Change is a very personal thing at any time in ones life. It’s also one thing you can count on.
Whether it’s unexpected or self-induced, we all have our own ways of dealing with change… and as we get older, we get better at it.
Now, throw change into a pool with multiple people and different approaches to dealing with change. It can be a nightmare managing the ‘people’ side of change.
Another aspect of change is structural; it will eventually become necessary for an organization to evolve and remain relevant in their market; however, companies will not see the rewards of long-term structural transformation without planning for the human aspect.
Here is a ‘Top 5’ list, if you will. A guideline to help you navigate upcoming (and inevitable) change in 2018:
- Are you ready? A realistic evaluation of your ability to handle change is imperative. How big is the change? Is it a gradual change or something more immediate? How many people (and who) will be effected? Do you have the capacity to handle any resistance that will come with the change?
- Start at the top. In times of organizational change, employees look to the leadership team for direction and support. They are aligned and committed to the direction of change, understand the culture and behaviours the changes intend to introduce, and can model those changes themselves.
- Create ownership. Change requires more than passive agreement that the direction of change is acceptable. It demands ownership by leaders willing to accept responsibility for making change happen in all of the areas they influence. Yes, buy-in is important; however, ownership and accountability will create an environment of people who truly believe in the change, and trust those implementing it.
- Communicate, regularly. Far too often we make the mistake of believing others understand the need to change and see the new direction as we do.

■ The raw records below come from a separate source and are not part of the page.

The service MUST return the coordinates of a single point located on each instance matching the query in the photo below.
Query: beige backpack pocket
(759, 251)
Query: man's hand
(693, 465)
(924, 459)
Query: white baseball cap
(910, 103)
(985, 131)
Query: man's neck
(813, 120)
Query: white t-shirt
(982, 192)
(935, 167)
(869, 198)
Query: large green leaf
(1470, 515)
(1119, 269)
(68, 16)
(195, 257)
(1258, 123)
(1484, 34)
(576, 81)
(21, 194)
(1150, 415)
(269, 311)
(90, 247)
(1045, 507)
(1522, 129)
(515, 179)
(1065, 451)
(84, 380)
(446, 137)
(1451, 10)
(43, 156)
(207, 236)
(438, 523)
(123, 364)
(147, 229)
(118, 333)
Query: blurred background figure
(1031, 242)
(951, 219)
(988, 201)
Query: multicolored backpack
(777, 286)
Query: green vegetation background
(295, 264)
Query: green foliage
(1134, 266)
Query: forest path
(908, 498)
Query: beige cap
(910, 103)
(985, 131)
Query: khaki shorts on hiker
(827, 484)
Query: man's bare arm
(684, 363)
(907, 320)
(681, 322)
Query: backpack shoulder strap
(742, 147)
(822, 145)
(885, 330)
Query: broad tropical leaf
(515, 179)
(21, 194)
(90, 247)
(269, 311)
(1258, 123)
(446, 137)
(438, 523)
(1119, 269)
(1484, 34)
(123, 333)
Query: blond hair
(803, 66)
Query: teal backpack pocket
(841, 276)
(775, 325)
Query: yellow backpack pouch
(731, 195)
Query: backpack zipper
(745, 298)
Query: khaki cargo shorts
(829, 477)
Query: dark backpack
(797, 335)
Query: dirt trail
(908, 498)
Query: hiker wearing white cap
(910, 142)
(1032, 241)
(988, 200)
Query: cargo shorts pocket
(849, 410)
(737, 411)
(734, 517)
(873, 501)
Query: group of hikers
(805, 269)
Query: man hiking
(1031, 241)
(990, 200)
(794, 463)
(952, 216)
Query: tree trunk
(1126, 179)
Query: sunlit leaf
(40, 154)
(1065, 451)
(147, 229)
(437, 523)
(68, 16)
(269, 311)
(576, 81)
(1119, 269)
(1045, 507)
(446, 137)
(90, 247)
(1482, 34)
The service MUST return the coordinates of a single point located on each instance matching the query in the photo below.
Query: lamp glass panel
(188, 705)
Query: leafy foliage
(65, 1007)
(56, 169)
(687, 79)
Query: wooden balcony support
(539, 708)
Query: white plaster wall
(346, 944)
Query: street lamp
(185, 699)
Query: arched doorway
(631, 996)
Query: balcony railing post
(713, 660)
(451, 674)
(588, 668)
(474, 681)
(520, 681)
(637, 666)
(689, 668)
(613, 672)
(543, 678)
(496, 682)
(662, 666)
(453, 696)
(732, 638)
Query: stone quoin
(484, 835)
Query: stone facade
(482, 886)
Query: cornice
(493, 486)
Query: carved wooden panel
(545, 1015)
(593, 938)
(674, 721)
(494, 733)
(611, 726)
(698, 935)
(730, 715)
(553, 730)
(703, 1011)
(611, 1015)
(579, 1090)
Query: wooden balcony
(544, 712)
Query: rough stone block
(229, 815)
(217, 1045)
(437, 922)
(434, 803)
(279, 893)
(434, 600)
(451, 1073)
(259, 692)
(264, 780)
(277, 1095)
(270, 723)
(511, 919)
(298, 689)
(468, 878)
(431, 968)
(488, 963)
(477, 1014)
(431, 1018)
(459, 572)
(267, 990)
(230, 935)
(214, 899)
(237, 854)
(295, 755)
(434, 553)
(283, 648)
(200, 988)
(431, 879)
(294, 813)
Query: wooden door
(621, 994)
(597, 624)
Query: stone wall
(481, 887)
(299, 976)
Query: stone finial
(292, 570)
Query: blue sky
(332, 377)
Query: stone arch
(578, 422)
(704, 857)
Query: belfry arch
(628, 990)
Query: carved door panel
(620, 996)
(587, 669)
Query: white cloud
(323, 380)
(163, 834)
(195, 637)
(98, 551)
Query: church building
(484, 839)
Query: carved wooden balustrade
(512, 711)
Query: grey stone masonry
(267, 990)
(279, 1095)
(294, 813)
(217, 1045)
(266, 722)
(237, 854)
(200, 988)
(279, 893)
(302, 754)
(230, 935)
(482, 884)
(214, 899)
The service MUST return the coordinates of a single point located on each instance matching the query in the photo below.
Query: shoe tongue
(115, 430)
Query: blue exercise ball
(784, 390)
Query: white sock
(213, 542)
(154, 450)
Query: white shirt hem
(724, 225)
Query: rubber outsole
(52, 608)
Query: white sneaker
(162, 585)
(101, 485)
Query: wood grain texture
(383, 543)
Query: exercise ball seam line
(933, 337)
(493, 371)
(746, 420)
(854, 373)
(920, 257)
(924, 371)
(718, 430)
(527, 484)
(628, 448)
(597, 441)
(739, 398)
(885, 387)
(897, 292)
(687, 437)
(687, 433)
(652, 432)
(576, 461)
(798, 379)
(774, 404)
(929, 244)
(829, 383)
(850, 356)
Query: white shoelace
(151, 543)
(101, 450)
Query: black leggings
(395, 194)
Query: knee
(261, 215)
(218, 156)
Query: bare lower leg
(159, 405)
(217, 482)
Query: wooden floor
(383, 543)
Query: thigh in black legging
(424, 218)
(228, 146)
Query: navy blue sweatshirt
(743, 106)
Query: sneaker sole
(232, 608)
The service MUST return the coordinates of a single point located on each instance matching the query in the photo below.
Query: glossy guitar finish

Good change management incorporates regular and timely updates. Information is planned and provided at the right time and in a way to obtain input and feedback from all levels. Information is digested differently and at different paces by each individual employee. While it may seem like you are over communicating, this is typically not the case.
- Don’t forget about culture. Many times with structural change, leaders forget about the potential impact it can have on internal culture. A thorough assessment can help bring major problems to the surface, identify conflicts and define factors of leadership and resistance. This analysis can help identify the core values, behaviours and perceptions that must be taken into account for successful change to occur.
As previously stated, change is a very personal thing. People spend many hours each week at work and many think of their coworkers as a second family. They need to know how their work will change and what is expected of them during and after the change. People will react to what they see around them and need to be ‘in the know’ during the change process.
However change comes to you personally or professionally in the new year, we believe a few helpful hints and tactics can help.
The team at Helium look forward to the new year with you, and wish you wellbeing and continued success in 2018.